There's something in the time so sweet, when lovers in the evening
meet,
The air so still, the sky so mild, like slumbers of the cradled
child,
The moon looks over fields of love, among the ivy sleeps the dove:
To see thee is to love thee.
NATURE'S DARLING
Sweet comes the morning
In Nature's adorning,
And bright shines the dew on the buds of the thorn,
Where Mary Ann rambles
Through the sloe trees and brambles;
She's sweeter than wild flowers that open at morn;
She's a rose in the dew;
She's pure and she's true;
She's as gay as the poppy that grows in the corn.
Her eyes they are bright,
Her bosom's snow white,
And her voice is like songs of the birds in the grove.
She's handsome and bonny,
And fairer than any,
And her person and actions are Nature's and love.

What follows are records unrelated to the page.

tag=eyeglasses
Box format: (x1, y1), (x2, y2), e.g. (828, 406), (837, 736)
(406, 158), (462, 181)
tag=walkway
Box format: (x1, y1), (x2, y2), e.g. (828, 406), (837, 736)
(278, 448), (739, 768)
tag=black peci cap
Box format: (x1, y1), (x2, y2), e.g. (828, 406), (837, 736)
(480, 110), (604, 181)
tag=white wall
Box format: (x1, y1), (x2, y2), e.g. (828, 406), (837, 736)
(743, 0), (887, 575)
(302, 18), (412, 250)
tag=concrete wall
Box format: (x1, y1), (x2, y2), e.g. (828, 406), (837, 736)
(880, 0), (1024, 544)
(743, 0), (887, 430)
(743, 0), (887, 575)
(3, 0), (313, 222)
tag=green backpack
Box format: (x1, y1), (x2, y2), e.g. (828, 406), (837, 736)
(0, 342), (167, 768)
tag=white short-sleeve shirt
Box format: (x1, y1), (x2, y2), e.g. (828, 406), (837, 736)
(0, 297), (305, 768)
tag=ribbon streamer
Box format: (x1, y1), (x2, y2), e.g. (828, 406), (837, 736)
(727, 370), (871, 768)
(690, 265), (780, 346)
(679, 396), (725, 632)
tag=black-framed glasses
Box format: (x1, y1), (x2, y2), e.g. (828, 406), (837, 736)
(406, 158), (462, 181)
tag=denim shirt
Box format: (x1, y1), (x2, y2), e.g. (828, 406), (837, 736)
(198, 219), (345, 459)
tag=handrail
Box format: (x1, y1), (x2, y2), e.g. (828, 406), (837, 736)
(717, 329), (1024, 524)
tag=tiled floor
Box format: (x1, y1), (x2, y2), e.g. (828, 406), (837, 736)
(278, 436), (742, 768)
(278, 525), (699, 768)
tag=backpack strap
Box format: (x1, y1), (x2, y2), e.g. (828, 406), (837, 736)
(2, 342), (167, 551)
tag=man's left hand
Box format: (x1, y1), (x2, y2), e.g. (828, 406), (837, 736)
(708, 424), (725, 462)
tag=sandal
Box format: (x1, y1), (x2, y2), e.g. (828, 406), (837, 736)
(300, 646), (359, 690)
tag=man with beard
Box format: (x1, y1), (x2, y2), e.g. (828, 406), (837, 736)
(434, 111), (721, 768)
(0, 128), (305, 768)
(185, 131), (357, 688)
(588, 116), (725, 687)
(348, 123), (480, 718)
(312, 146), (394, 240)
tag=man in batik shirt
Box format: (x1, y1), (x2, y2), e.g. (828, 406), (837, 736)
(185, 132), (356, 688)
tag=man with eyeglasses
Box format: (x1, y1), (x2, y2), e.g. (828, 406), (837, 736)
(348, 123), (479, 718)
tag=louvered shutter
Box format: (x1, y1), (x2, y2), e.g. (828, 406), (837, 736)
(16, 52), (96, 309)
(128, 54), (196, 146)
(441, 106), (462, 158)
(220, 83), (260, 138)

She has the bloom of all roses,
She's the breath of sweet posies,
She's as pure as the brood in the nest of the dove.
Of Earth's fairest daughters,
Voiced like falling waters,
She walks down the meadows, than blossoms more fair.
O her bosom right fair is,
And her rose cheek so rare is,
And parted and lovely her glossy black hair.
Her bosom's soft whiteness!
The sun in its brightness
Has never been seen so bewilderingly fair.
The dewy grass glitters,
The house swallow twitters,
And through the sky floats in its visions of bliss;
The lark soars on high,
On cowslips dews lie,
And the last days of Summer are nothing like this.
When Mary Ann rambles
Through hedgerows and brambles,
The soft gales of Spring are the seasons of bliss.
I'LL DREAM UPON THE DAYS TO COME
I'll lay me down on the green sward,
Mid yellowcups and speedwell blue,
And pay the world no more regard,
But be to Nature leal and true.
Who break the peace of hapless man
But they who Truth and Nature wrong?
I'll hear no more of evil's plan,
But live with Nature and her song.
Where Nature's lights and shades are green,
Where Nature's place is strewn with flowers.
Where strife and care are never seen,
There I'll retire to happy hours,
And stretch my body on the green,
And sleep among the flowers in bloom,
By eyes of malice seldom seen,
And dream upon the days to come.
I'll lay me by the forest green,
I'll lay me on the pleasant grass;
My life shall pass away unseen;
I'll be no more the man I was.
The tawny bee upon the flower,
The butterfly upon the leaf,
Like them I'll live my happy hour,
A life of sunshine, bright and brief.